Big win for BIDCO as court sets aside Ksh1.3b order

In what is viewed as a big win for the industry, the Tax Appeal Tribunal has set aside an order requiring BIDCO Refinery to pay a revenue amounting to KShs.1,377,505,229.00 in respect of crude palm oil, palm stearin and crude palm kernel oil imported by BIDCO.

“The Respondent’s Tax Assessment vide its letter dated 19th April 2012 for the sum of KShs.1, 377,505,229.00 is hereby annulled and set aside,” court ruled.

The company had argued that the demand for extra revenue of KShs. 1,337,505,229.00 is not in accordance with the law and therefore urged the court to set aside the decision by the Tax Commissioner dated 19th of April 2012 in the sum of KShs. 1,377,505,229.00 be set aside and further order that no tax is payable.

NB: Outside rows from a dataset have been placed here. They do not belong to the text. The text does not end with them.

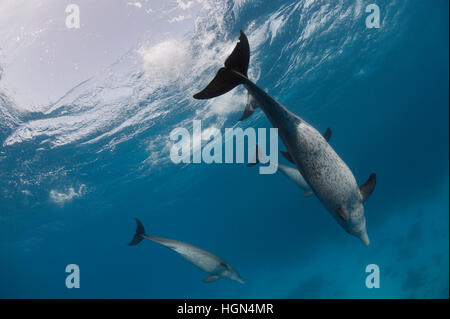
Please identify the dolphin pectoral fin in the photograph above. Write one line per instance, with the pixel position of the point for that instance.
(211, 278)
(249, 108)
(327, 134)
(342, 213)
(367, 188)
(307, 194)
(287, 156)
(255, 160)
(139, 235)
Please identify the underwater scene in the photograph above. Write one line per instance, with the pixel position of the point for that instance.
(113, 130)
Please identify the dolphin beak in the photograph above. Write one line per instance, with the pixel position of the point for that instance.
(364, 238)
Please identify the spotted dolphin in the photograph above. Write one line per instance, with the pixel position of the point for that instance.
(325, 172)
(292, 173)
(215, 266)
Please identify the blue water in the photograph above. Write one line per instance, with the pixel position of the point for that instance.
(73, 177)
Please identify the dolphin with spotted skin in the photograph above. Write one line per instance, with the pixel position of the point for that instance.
(215, 266)
(324, 171)
(292, 173)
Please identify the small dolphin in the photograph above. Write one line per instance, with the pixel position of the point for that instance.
(324, 171)
(204, 260)
(290, 172)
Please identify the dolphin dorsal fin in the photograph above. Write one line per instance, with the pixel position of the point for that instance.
(250, 107)
(211, 278)
(327, 135)
(287, 156)
(367, 188)
(342, 213)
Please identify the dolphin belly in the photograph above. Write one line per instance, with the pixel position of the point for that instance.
(197, 256)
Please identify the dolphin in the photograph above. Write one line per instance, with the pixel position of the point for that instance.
(325, 172)
(292, 173)
(215, 266)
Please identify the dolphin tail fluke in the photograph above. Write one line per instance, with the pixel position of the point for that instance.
(140, 233)
(230, 76)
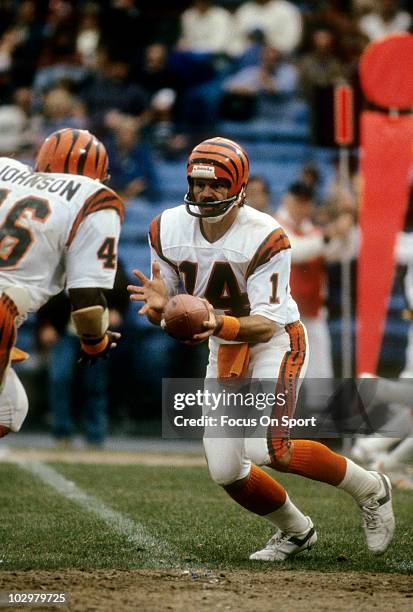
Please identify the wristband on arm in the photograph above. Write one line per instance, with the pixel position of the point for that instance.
(229, 328)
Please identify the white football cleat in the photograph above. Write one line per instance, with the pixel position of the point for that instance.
(378, 517)
(284, 545)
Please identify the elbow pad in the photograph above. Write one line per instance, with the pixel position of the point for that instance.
(91, 323)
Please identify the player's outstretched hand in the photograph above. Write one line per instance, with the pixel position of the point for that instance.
(152, 291)
(90, 353)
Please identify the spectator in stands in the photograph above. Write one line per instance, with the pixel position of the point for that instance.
(88, 35)
(13, 124)
(258, 193)
(311, 248)
(260, 89)
(132, 168)
(253, 49)
(61, 66)
(27, 32)
(280, 21)
(123, 28)
(385, 18)
(310, 176)
(110, 89)
(206, 28)
(77, 395)
(60, 109)
(320, 70)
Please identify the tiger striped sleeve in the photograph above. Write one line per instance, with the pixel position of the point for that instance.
(103, 199)
(155, 241)
(273, 244)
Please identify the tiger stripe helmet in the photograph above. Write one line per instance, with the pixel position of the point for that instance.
(218, 158)
(73, 151)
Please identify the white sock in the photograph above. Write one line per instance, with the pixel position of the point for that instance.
(288, 518)
(359, 483)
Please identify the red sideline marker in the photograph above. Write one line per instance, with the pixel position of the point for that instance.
(343, 114)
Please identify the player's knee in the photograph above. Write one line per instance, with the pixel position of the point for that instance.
(257, 450)
(280, 450)
(225, 474)
(19, 414)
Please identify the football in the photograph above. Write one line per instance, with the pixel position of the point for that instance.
(184, 316)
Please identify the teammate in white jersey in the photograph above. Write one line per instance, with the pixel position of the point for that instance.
(238, 260)
(59, 228)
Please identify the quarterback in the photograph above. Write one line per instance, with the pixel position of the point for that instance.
(59, 228)
(238, 259)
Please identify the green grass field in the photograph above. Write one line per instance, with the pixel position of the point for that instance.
(180, 519)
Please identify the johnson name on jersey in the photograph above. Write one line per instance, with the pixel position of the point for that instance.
(56, 231)
(245, 272)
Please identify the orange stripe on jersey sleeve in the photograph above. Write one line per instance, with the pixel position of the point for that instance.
(104, 199)
(274, 243)
(155, 240)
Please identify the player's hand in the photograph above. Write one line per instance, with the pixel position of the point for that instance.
(210, 326)
(152, 291)
(87, 354)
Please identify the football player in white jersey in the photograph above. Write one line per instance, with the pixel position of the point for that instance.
(59, 228)
(238, 260)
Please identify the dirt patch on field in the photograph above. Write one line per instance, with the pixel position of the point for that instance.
(101, 457)
(274, 589)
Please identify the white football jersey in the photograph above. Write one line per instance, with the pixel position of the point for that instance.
(245, 272)
(56, 231)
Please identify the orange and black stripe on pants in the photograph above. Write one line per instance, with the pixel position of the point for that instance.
(278, 436)
(8, 314)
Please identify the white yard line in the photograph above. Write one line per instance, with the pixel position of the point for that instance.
(158, 552)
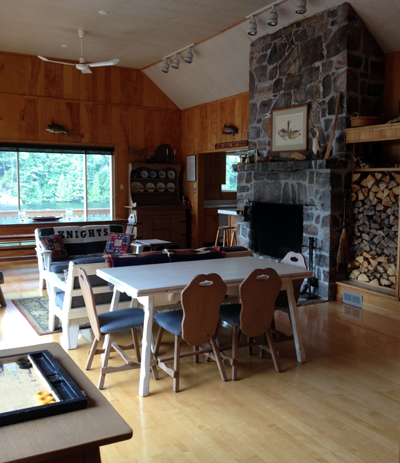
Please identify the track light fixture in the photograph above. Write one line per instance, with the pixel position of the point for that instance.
(273, 17)
(166, 66)
(189, 56)
(301, 6)
(252, 29)
(176, 62)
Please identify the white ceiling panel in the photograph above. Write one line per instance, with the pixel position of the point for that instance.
(141, 32)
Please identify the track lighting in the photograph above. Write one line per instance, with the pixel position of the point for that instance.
(176, 62)
(301, 6)
(189, 56)
(252, 29)
(273, 17)
(166, 66)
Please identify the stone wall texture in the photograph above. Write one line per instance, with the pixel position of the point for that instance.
(309, 62)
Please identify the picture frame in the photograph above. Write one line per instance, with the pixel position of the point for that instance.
(289, 129)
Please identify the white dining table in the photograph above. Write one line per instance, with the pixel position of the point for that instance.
(144, 282)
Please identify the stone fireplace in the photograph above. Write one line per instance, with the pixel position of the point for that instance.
(309, 62)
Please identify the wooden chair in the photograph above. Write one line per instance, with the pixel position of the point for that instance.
(298, 260)
(254, 315)
(196, 323)
(229, 236)
(107, 324)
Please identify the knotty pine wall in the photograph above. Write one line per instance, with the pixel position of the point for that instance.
(201, 130)
(113, 106)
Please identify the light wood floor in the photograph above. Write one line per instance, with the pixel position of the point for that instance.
(343, 405)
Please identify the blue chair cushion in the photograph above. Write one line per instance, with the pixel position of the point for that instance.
(170, 321)
(121, 319)
(230, 313)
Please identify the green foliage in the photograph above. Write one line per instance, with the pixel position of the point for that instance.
(53, 177)
(231, 176)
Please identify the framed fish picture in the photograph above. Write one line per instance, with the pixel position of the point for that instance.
(289, 129)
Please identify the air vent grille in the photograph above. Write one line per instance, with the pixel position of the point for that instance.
(352, 299)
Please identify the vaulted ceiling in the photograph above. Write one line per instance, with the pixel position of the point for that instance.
(142, 32)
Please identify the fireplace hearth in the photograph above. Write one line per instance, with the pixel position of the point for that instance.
(275, 229)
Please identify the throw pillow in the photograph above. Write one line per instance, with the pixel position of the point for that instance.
(55, 244)
(118, 243)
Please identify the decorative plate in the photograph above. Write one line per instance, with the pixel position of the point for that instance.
(137, 187)
(164, 154)
(150, 187)
(49, 218)
(160, 186)
(171, 173)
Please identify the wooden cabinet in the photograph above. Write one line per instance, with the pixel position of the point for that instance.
(165, 223)
(155, 199)
(154, 184)
(375, 200)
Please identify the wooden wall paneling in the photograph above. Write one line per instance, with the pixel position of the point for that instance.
(128, 83)
(87, 123)
(102, 124)
(11, 108)
(392, 85)
(29, 124)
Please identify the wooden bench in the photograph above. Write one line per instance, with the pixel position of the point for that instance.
(17, 247)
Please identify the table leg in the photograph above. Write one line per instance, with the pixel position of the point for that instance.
(113, 306)
(294, 316)
(148, 307)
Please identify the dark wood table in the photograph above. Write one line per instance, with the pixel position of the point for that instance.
(68, 437)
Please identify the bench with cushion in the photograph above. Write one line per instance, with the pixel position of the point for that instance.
(69, 248)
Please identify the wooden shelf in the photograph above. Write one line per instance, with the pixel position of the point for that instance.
(373, 133)
(378, 169)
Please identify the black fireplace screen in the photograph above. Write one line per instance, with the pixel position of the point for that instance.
(275, 229)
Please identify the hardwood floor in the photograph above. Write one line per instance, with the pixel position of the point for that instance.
(342, 405)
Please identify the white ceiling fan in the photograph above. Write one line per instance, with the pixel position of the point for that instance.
(82, 65)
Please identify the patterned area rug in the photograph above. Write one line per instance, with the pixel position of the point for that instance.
(36, 311)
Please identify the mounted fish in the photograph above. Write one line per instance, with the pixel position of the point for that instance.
(229, 130)
(57, 129)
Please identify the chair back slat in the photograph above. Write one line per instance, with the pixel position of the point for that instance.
(298, 260)
(258, 293)
(201, 300)
(88, 297)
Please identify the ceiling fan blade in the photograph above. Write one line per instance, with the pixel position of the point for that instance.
(51, 61)
(104, 63)
(83, 67)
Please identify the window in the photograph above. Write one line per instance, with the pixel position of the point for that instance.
(231, 175)
(49, 181)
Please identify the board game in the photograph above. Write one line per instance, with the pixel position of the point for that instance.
(34, 385)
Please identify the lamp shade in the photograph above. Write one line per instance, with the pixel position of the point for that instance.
(176, 61)
(189, 56)
(252, 29)
(166, 66)
(273, 17)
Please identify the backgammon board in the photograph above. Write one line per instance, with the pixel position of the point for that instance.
(34, 385)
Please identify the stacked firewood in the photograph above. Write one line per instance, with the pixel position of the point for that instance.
(375, 197)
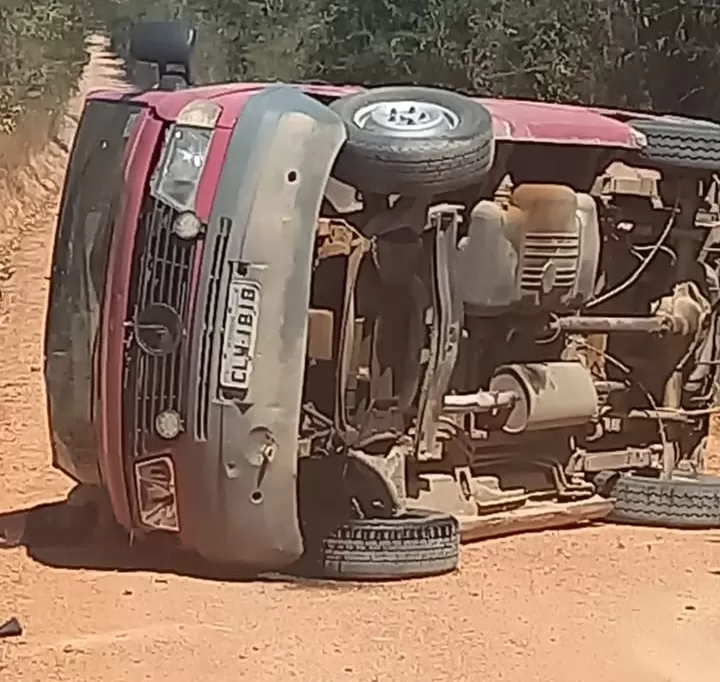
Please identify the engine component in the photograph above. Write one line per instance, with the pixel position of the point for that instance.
(550, 395)
(542, 248)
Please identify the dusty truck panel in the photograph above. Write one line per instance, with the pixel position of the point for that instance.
(239, 473)
(87, 216)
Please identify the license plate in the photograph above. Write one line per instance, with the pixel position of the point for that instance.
(241, 321)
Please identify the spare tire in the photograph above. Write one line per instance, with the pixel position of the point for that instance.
(683, 501)
(681, 142)
(413, 141)
(415, 544)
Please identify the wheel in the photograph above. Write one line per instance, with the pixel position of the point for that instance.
(416, 544)
(681, 142)
(413, 141)
(683, 501)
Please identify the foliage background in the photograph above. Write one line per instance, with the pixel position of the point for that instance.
(662, 54)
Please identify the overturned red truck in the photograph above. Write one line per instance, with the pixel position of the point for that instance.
(309, 325)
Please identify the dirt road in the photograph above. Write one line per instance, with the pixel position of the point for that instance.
(602, 604)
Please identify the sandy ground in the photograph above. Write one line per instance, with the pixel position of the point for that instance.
(601, 604)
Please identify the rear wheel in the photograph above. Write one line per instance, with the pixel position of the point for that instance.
(413, 141)
(681, 142)
(683, 501)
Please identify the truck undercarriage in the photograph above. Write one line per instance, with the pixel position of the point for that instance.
(479, 332)
(517, 352)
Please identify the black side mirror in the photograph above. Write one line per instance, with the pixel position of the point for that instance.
(167, 44)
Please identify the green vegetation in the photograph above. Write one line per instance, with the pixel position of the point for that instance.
(41, 54)
(630, 53)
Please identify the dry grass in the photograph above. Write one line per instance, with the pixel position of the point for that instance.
(28, 185)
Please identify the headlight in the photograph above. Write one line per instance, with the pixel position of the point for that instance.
(182, 166)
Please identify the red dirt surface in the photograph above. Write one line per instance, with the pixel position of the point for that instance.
(601, 604)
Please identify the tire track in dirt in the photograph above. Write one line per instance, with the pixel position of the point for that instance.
(27, 224)
(604, 604)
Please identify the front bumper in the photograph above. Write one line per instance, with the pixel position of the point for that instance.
(236, 467)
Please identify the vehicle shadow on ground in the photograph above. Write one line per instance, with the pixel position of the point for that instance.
(62, 536)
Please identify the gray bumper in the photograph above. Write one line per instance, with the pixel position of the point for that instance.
(237, 472)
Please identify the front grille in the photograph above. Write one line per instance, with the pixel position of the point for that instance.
(202, 402)
(562, 249)
(156, 336)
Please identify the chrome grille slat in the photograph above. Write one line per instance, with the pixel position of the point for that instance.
(161, 271)
(202, 398)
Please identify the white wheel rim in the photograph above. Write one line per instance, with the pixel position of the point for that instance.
(406, 118)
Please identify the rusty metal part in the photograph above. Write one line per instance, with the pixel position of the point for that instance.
(465, 494)
(336, 237)
(621, 180)
(320, 334)
(615, 460)
(656, 324)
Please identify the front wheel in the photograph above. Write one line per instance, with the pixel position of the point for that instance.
(415, 544)
(413, 141)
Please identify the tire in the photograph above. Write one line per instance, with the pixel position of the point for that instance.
(679, 502)
(375, 160)
(681, 142)
(417, 544)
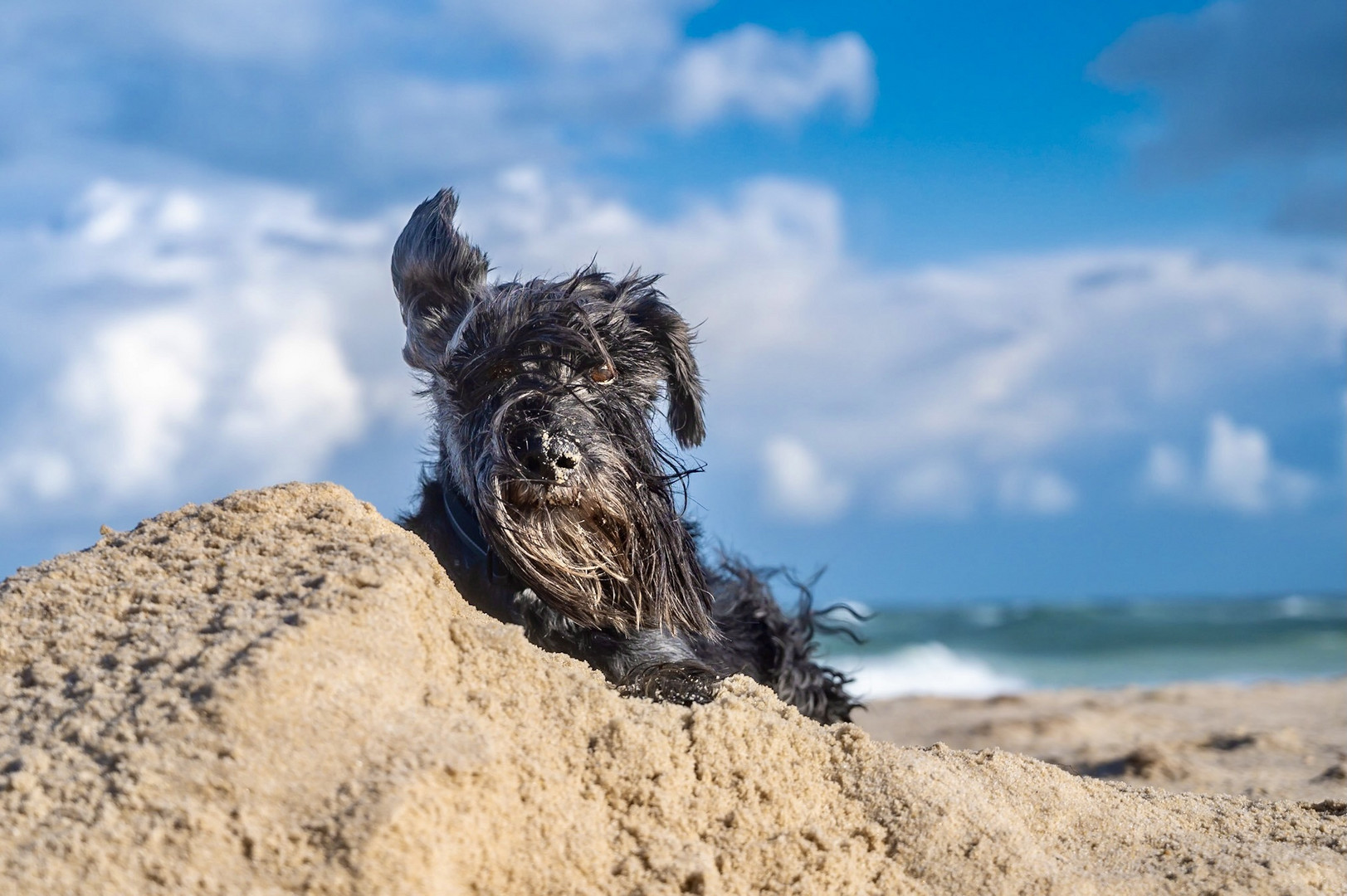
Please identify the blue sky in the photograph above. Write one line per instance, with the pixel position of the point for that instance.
(994, 299)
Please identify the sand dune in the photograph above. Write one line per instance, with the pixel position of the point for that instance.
(281, 693)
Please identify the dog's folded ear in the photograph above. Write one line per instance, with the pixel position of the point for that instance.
(674, 343)
(437, 272)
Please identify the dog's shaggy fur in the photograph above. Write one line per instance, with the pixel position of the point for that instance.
(551, 501)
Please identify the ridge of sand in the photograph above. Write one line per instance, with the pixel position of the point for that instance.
(1269, 742)
(281, 693)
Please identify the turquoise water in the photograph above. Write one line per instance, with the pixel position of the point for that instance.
(979, 650)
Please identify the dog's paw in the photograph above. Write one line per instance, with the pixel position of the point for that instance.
(686, 684)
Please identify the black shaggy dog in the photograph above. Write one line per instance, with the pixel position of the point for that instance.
(551, 501)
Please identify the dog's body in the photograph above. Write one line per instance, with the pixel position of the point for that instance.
(551, 500)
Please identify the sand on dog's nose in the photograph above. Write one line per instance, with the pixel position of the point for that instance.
(281, 691)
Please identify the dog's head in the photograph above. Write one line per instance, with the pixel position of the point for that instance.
(544, 399)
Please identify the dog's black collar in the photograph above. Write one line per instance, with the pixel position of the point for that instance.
(465, 524)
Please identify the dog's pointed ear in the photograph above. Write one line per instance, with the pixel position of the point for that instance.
(437, 274)
(674, 343)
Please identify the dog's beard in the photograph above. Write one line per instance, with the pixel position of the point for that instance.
(611, 553)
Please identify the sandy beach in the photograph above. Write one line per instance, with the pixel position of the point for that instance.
(281, 693)
(1266, 742)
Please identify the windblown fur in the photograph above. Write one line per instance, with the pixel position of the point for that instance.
(544, 395)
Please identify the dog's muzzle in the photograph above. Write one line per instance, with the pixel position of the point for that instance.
(547, 458)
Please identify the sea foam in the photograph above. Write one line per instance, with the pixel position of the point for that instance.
(925, 670)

In its ruling the Tribunal noted that Respondent adjusted the price actually paid on the basis of sum assured and adjusting the insurance actually paid was not in accordance with the provisions of Section 122 and Fourth Schedule to the East African Customs Management Act, 2004.

The Tribunal further stated that: “That the Respondent erred in rewriting and setting up a new parameter of determination of value and assessment of duty contrary to the mandatory statutory regime that Kenya together with other members of the EAC established under the East African Community Customs Union to be the customs law of the EAC.”

According to papers filed before the tribunal, the dispute between the Refinery Company and the Customs Services Department of the Kenya Revenue Authority arose out of a contract for import of edible oils and related products from Josovina Commodities PTE Singapore wherein customs alleged an undervaluation of duty payable on imports under the said contract.

BIDCO disputed the alleged undervaluation of duty payable: “That the Respondent failed to appreciate that Section 122 (1) of the EACCMA provides that value of imported goods ought to be determined in accordance with the Fourth Schedule to the EACCMA and duty is paid on that value,” they argued.

However, the Respondent submitted that it proceeded to assess the extra taxes based on the law, failed to appreciate that Section 122 (1) of the EACCMA provides that value of imported goods ought to be determined in accordance with the Fourth Schedule to the EACCMA and duty is paid on that value.